The landed gentry’s draw to the river is the same trout that we and all the happy-go-lucky tourists on idle pursue. The White seems to be big enough for everyone, with more tips of the hat than wags of the middle finger given on any day, and a clear geographic distinction between its two user groups. While we prowl the banks with foam, they tend to stick to the middle of the river where the rainbows play. My eighth-grade science teacher would call this symbiosis, but it reminds me more of those “Coexist” bumper stickers with all the jumbled religious symbology acting as the letters. If there’s enough for everybody, nobody gets too bent out of shape about things. Though it’s annoying when someone uses an outboard as a trolling motor—a universal fact no matter where you are—it’s easy to forget those annoyances when the next wild two-foot brown swirls your foam an inch off the bank, and the next one, and the one after that, all adding up to a jolly indifference to your surroundings.
The last day of any fishing trip usually has a quiet desperation to it. An expiration date tends to put things into focus. Sometimes the fish can smell that desperation on you as easily as the morning biscuit musk you left all over your first fly of the day. I think the fish can also smell when you’ve beaten them up for three days straight and, like a true Arkansas hog, you’re back at the trough for more. That’s the only way to explain my sudden and persistent case of the yips. Three days of being on my game has left my hook set complacent. As we float yet another stretch of prime water, I make yet another cast at yet another juicy bank shaded by head-high branches. The take is one of those that only result when a fly is placed by chance directly on the nose of a brown trout on station—the fish hits it in pure reaction as soon as it lays down on the water. Yesterday I would’ve stuck him. Today I come up with air. “Fish of the trip,” hurls into my back from someone in the boat.
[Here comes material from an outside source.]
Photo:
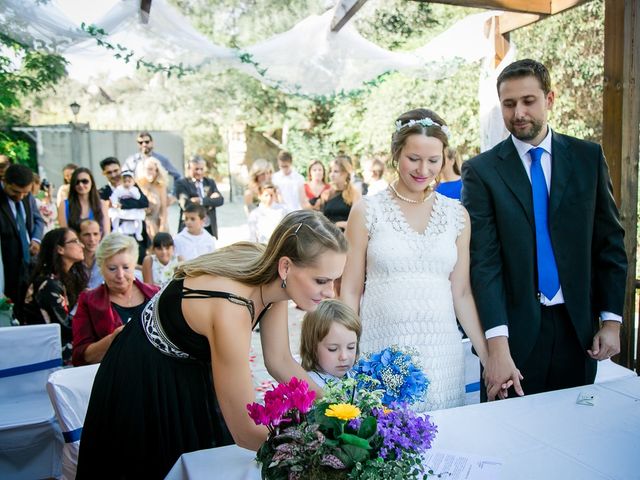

“Yeah, I know,” is the only thing I can say, the size of that white maw now burned into my consciousness. Any other trip, on any other river, my reaction may have very well been a blind burning rage followed by days of deep, dark, soul-crushing depression. But at this moment, devoid of malice and self-hatred, I realize the underlying beauty of the Ozarks, its rivers and the folks who ply them. The whole communal trout scene brimming with hospitality can be explained by the pure Buddhist understanding of nirvana—knowing that the White River is your fishery. This world-class, wild brown trout factory normalizes wild brown trout expectations that otherwise live in the deepest, darkest fish dreams we only admit to ourselves when the lights are out and the rest of the family is in bed. If you live and play in trout heaven, it’s easy to tolerate life’s minor inconveniences and foibles. A thought comes, too ridiculous to say out loud in anyone else’s presence. I hear someone else impersonating me, “We’ll get the next one, and hell I’m good even if we don’t.” Then I realize I’m the one saying it.